Now align the sequences. Click on “Matrix”, “Align Multiple Sequences”, then “MUSCLE Align”. Select “No” for running on multiple threads, and then click okay. Check to see if everything is fine (depending on how related your organisms are, the alignment might also look nicer or not as nice). Then, delete any empty columns at the end of the alignment. Save the file.

Export as a Phylip (protein) file. MAKE SURE it says “protein” in parentheses next to it! You can name it something like “Gastropods_ATP6_AA.phy”. Change the number for “Maximum length of taxon names” so that you will get the whole name of the sequence in the phylip file. I usually put something large like 100 or 200 just to be safe.

You might get an error saying “Sorry, this data matrix can't be exported to this format (some character states aren't represented by a single symbol [char. 91, taxon 24])”. In that case, find the character and change the value (which will be something like “W/M/V/C”) to a “?” using the “Edit” tool. Make sure to save the file again before retrying to export.

Repeat this for every protein coding gene you want to use amino acids for.

Open RaXML GUI and load all of your alignments - the two non protein coding gene nucleotide phylip files, and the protein coding gene amino acid phylip files (or whatever applies for your analysis). Drag the first one in, then select the rest of them with the “ADD ALIGNMENT” feature.

Note
You can opt to do this part on the lab computer remotely, if you want to spare your computer! I will either do that, or have the analysis run overnight on my laptop. Depending on the capacity of your computer, this might take a really long time, it only takes a few hours on the lab computer.

Select “RUN MODELTEST” for all of them (each gene you've added should have a separate option to click "RUN MODELTEST"). Make sure you have 15 genes if you’re doing a mitogenome analysis, and make sure you have really ran the model test function for all of them.

Set the analysis to “ML + thorough bootstrap + consensus”, set Runs to 10, and keep Reps. at 100 (optionally, you can increase both numbers). Leave "<none>" as the outgroup and whatever seed RaXML decided on.

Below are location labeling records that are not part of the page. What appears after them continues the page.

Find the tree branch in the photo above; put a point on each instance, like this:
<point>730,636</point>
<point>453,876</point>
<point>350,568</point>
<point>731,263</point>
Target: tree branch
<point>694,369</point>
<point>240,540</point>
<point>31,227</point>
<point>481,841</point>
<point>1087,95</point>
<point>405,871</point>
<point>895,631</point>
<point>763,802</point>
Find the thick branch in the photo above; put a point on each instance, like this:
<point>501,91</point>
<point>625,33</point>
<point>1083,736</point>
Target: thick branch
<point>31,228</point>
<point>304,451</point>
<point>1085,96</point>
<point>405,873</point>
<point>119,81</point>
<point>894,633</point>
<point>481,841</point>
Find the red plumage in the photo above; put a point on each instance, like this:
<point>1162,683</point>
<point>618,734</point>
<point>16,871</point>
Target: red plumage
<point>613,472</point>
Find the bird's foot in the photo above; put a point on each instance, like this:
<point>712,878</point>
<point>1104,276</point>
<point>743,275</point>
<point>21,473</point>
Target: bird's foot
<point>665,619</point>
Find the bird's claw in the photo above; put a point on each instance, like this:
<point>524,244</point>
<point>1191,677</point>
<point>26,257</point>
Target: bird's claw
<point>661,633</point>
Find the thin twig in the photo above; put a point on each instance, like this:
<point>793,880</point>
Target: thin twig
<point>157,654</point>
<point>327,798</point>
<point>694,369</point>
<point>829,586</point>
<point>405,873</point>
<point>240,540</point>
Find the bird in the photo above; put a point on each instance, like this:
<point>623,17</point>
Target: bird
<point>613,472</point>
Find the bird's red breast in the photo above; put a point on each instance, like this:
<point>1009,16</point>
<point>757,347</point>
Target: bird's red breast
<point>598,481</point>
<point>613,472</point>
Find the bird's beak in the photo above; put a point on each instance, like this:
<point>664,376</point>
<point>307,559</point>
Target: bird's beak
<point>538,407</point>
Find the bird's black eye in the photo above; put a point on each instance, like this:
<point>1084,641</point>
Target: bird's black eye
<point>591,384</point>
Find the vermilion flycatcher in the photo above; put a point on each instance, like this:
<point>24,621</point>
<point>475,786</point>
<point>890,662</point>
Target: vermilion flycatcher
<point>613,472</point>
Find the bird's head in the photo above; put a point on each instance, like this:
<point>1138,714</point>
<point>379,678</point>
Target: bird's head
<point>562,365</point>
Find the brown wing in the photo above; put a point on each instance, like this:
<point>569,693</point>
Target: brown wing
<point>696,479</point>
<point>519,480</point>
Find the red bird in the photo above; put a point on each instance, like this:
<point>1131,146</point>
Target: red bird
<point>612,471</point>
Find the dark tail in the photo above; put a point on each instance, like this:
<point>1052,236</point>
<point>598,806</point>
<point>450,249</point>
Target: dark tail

Run the analysis (bottom right corner of the top right window -  sometimes you need to expand the program window to find it).
I usually open a youtube window and set an i.e. 10h timer video so my computer doesn't go to sleep while it's computing.

Once the analysis is done, find the output file that ends in ".support" and change the suffix to ".tre", so you can open the file in Figtree.

In Figtree, to see the results with the bootstrap results, check off "Node Labels" and in the drop-down menu for "Display", choose "labels".